Researchers’ Fascinating Idea To Build Quantum Computers With Functions Similar To The Human Brain
Quantum And Neuromorphic Approaches (Neural Computations) Both Promise To Fundamentally Rewrite The Computational Method.
Quantum Computers, These two approaches have been integrated over the past few years after creating the “quantum memristor” that could form the basis of quantum neural networks.
For people who work in advanced computing, The neuromorphic concept is remarkable structure VLSI structures(System Integrated or chips very large construction ofUses neural.
On the other hand, quantum computers may be weeks not pass, and new news about record-breaking and charm.
A quantum computing feature that uses the elements of quantum computers to achieve exponential computational speeds in specific problems. Another option is to reconfigure our computer chips to replicate how our brains work more effectively. As mentioned, scientists do this by performing neuromorphic calculations say.
The two approaches seek to improve very different aspects of conventional computing. Although the amplification strategy between the two is unclear, it may change after developing the first neuromorphic component that can process quantum information.
Comparison of the capacitor, resistor, and inductor performance with memristors in Ohm’s law
In this regard, the proposed solution is to use memristors. Memristor piece new one in electronics that combines memory and resistance. These components change their electrical resistance based on the amount of current passed through them and store memory from their previous state.
This feature has attracted the attention of neuromorphic engineers because their function is similar to the behavior of biological synapses (connections between neurons in the brain) that change the strength of their relationships depending on the number of times they are stimulated.
Recently, several studies have attempted to use memristors to build computers that more closely resemble the human brain, which could yield exciting results in the long run.
In this regard, physicists at the University of Vienna have taken the idea one step further by developing a component that exhibits similar behavior when processing quantum information.
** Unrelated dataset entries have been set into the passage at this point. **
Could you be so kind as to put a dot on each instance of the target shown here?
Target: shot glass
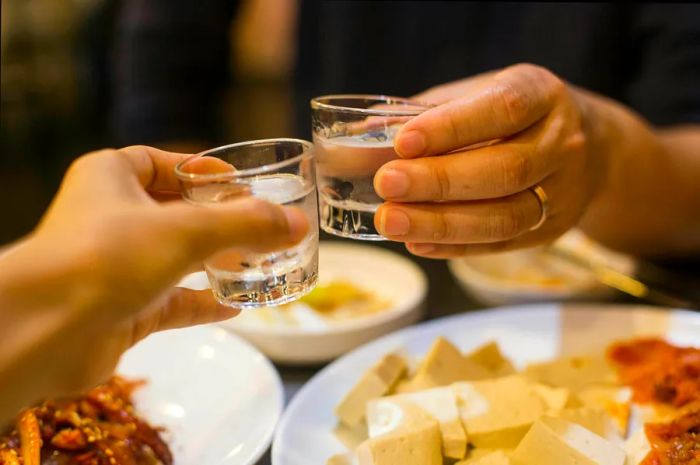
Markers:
(354, 136)
(281, 171)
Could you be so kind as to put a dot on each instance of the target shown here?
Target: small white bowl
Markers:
(532, 275)
(387, 274)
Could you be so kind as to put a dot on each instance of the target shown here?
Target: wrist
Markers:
(38, 277)
(597, 127)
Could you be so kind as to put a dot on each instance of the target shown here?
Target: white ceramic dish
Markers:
(217, 397)
(387, 274)
(525, 334)
(533, 275)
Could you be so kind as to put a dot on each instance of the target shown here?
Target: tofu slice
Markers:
(555, 399)
(553, 441)
(490, 357)
(574, 373)
(376, 382)
(387, 414)
(342, 459)
(351, 437)
(498, 457)
(497, 413)
(637, 447)
(615, 401)
(595, 420)
(417, 442)
(442, 366)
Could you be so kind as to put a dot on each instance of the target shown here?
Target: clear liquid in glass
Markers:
(346, 166)
(248, 280)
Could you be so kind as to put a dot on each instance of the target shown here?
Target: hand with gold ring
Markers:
(502, 162)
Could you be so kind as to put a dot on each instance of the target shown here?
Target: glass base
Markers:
(275, 290)
(349, 219)
(359, 237)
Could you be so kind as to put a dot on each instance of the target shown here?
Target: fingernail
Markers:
(395, 222)
(410, 144)
(422, 249)
(296, 222)
(392, 184)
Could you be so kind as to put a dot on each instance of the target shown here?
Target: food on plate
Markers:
(658, 372)
(667, 377)
(388, 414)
(677, 442)
(475, 409)
(416, 440)
(445, 364)
(553, 441)
(338, 297)
(375, 383)
(97, 428)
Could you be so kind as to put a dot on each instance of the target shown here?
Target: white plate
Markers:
(525, 333)
(218, 398)
(389, 275)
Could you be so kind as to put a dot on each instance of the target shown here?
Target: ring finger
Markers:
(480, 221)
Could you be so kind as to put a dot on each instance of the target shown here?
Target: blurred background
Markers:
(58, 95)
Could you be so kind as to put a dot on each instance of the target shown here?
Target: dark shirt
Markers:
(172, 56)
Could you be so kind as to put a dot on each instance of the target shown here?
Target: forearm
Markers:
(648, 199)
(40, 316)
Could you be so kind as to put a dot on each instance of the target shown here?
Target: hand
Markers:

The scientists’ first research results in an article in the journal Nature Photonics published.
This article focuses on a new piece called the “quantum memristor” that uses integrated photonics technology. This piece spins the photons around a silicon chip to process the information.
While photonic chips typically only perform classical calculations, the researchers designed a chip that could manipulate and modify the quantum states of passing photons.
To achieve this goal, the researchers used the quantum principle of overlap, which May” A quantum system can appear in a combination of more than one state simultaneously,” he says.
They do this by providing the photon with two paths and moving it down at the same time.
This base forms a qubit that can be used to encrypt information. Just as a bit can be 0 or 1, a photon can be in the first or second channel or intersect the two, thanks to the strange properties of quantum mechanics.
However, the main innovation of these researchers is to use this system with an additional circuit that counts the number of photons that pass through one of the paths and uses it to adjust the signal strength in the other path.
The result is the idea of a device that can both process quantum information and display memory behavior.
After training (a method in computer modeling and simulation), the researchers showed that a system consisting of only three quantum memristors, after training (a technique in computer modeling and simulation) on only 1,000 images, teaches the classification of handwritten digits with 95% accuracy.
The same model is simulated with classical computational schemes, which show even using data much more.
The team also showed that a network of their devices could perform quantum tasks beyond any classical instrument. However, it should note that researchers at the University of Vienna have trained their devices to detect the entanglement of quantum systems with 98% accuracy.
They understand how to use a device that combines two different computational paradigms. But quantum neural networks could be a powerful new tool in the post-Moore’s computational period.
As you know, the plan is similar. Of course, it can be (not so close) more effective patterns are formed, and maybe one day, memristors, kernels, central processors neural.